Алиса поперхнулась невысказанной болью, молча встала и ушла к себе...
Остап прибыл неожиданно, поздно ночью и сразу позвал:
- Лиза, Лиза, смотри, кто здесь у меня! - он осторожно вытаскивал с заднего сиденья большой сверток, завернутый в плед. Женщины застыли у порога, радостно завизжал, запрыгал, пытаясь достать ношу хозяина, проснувшийся Том.
- Да иди же сюда, жена! Приготовьте постель, Дора, и уберите собаку. Она может испугать нашу дочь!

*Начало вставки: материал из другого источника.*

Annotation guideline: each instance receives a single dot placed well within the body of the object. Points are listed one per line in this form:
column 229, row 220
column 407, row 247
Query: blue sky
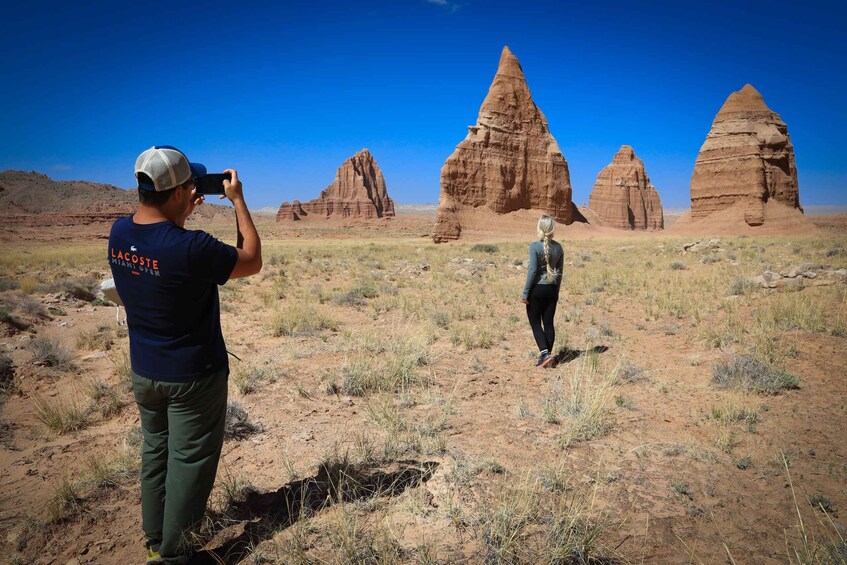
column 286, row 91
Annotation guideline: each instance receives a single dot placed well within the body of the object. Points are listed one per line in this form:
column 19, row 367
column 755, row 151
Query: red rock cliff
column 623, row 196
column 509, row 160
column 358, row 191
column 747, row 159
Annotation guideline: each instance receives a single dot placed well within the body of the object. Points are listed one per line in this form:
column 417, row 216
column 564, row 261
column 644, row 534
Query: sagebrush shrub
column 748, row 373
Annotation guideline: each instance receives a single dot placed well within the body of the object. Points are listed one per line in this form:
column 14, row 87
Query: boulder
column 509, row 160
column 623, row 196
column 746, row 160
column 358, row 191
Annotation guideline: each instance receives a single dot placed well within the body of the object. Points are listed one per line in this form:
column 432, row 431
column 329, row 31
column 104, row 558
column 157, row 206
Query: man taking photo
column 167, row 278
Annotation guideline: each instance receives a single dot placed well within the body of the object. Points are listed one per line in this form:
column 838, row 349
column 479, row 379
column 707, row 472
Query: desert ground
column 385, row 406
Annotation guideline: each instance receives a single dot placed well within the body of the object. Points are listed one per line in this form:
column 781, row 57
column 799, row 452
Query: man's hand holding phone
column 232, row 186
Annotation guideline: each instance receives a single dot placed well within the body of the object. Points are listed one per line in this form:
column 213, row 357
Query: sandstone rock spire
column 623, row 196
column 746, row 160
column 358, row 191
column 509, row 160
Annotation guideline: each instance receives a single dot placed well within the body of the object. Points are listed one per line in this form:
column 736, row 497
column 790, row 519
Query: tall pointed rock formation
column 509, row 160
column 623, row 196
column 746, row 160
column 358, row 191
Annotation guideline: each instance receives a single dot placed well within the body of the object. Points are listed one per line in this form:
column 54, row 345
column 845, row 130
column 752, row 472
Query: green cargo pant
column 183, row 428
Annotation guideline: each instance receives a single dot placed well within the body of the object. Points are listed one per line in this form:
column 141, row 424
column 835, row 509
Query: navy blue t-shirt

В спальне горела оранжевая лампа, небрежно рассеивая тот особенный свет, который умел зажигал на своих полотнах Рембрандт. Большая затемненная комната, люди, застывшие в полумраке над кроватью - а в центре - в светящемся венце, падающем из-под абажура - спящий ребенок. Девочка, с нежным профилем камеи на подпирающей щеку ладошке и кольцами черных волос, разметанных по атласу.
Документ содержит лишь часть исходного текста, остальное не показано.